Residents are expected to be able to buy from licensed dispensaries by Jan. 1, 2020, where they may own up to 30 grams of raw cannabis, cannabis-infused product or products containing no more than 500 mg of THC and Five grams of cannabis product in concentrated form if you are over the age of 21.
Out of state residents will only be allowed to half that and are responsible for it if they leave the state.
One of the most notable requirements from the bill will the social equity program that will be set up, which will focus on giving back to communities, often primarily with people of color, who have suffered from the War on Drugs.
The social equity program will offer assistance to those in communities affected by the War on Drugs by giving training, financial assistance and preference for dispensary licenses in affected communities.
A considerable portion of the revenue collected from legal marijuana will go toward the 3R Program (the Restore, Reinvest, and Renew), which will allow community groups to develop programs to benefit disadvantaged communities.
How Illinois State Police Are Preparing
As with anything marijuana-related, the challenges that come with cannabis will prove a test for everyone in Illinois.
Police will most likely be the first group to actively have to deal with the side-effects of the marijuana industry, as they will receive pressure from outside states who will start seeing an influx in their marijuana black market (looking at you, Indiana) and will have a new set of challenges in the state.
“Whether it’s misconduct regarding alcohol or cannabis, public safety and the enforcement of the law will always remain our top priorities,” Illinois State Police Director Brendan Kelly said in a news release. “As the law of the state of Illinois changes, the ISP will ensure our officers, forensic scientists, telecommunicators and support staff have the necessary training and tools needed to continue to enforce the laws in place and perform their respective duties.”

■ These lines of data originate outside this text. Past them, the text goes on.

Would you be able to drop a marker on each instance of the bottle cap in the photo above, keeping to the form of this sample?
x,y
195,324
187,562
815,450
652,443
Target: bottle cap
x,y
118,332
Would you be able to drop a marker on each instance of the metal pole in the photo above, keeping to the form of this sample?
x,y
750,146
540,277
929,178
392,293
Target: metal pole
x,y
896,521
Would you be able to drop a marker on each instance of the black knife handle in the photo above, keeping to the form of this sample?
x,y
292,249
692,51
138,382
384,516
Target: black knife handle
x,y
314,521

While police in the state already receive training on how to dole out sobriety tests and work with people who may be under the influence, Indiana police will receive extra training and add a focus on roadside saliva tests.

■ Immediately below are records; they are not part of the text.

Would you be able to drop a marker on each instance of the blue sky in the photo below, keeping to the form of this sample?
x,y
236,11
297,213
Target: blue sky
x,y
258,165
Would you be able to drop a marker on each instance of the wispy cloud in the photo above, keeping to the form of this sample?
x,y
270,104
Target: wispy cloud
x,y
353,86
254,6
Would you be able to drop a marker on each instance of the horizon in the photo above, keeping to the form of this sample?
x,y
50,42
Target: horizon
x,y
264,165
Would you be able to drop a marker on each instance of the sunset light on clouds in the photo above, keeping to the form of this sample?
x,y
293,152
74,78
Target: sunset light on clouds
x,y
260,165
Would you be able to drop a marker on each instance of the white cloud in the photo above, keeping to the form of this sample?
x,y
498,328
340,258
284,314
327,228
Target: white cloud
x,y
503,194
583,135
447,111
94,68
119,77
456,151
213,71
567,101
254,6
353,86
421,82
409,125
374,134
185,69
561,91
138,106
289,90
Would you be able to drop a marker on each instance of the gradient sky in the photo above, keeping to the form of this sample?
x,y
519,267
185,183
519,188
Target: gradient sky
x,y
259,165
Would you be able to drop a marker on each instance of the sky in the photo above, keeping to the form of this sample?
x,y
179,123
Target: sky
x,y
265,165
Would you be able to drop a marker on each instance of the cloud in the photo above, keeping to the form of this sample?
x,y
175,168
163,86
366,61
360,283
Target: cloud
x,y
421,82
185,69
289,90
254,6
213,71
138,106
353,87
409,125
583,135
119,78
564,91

The ISP’s Medical Marijuana Unit will begin overseeing recreational regulatory duties and provide guidance to more dispensaries and centers with information.
New Tests And Big Hurdles
Marijuana has a difficult time pretty much anywhere in America.

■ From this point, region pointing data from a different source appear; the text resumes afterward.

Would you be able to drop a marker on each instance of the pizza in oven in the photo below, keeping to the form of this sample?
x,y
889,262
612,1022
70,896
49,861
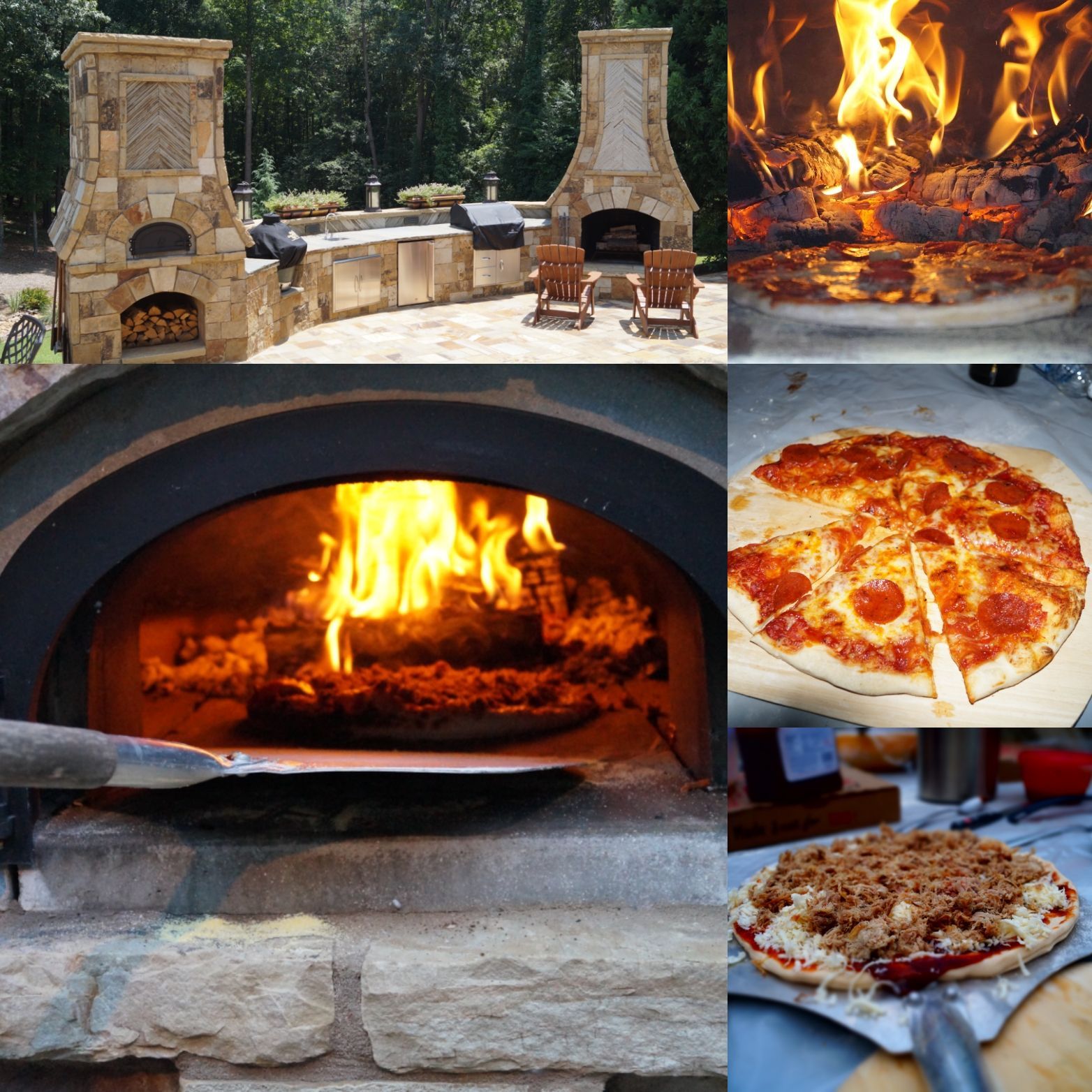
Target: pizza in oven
x,y
999,556
908,286
901,909
765,578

Even legal states have the fact that its status as an illegal drug by the federal government as a huge factor as to why the marijuana industry is riddled with problems.
One of the major problems that Illinois will run into will be with the banks. Although its money-making capabilities is one of the many pros that are brought up in debate, the reality is that most banks can’t accept the money.
Due to marijuana being illegal at the federal level, banks, which operate under federal rules, are not able to accept marijuana money. This will be a problem down the line as dispensaries will be put into strenuous conditions in order to keep their profits safe and keep their businesses open.
This also means that the cash-only businesses will have to focus on how to safely keep their profits while maintaining practices that will keep them in business.
That information, along with the rest of the state’s rules, will have to be delivered to the residents concisely, as misinformation will be another big hurdle.
Due to each state coming up with its own methods and regulations for legalization, those coming from California or Colorado will have a new set of rules to deal with in Illinois. It’ll be on the government to set up a way for residents to learn and know exactly what is allowed when it comes to cannabis.
A large portion of the problems that will come from legal marijuana will be ones that the government will just have to learn from. With any new industry, no one knows what is going to happen, meaning that all the current talk could be useless in even just a year.
With revenue from taxes and licenses expected to bring half a billion dollars in the first couple of years alone, where all that money goes to will probably be fought over and change within the next couple of years.
As long as lawmakers are open, the challenges that they will likely face will be more learning curves than dealbreakers.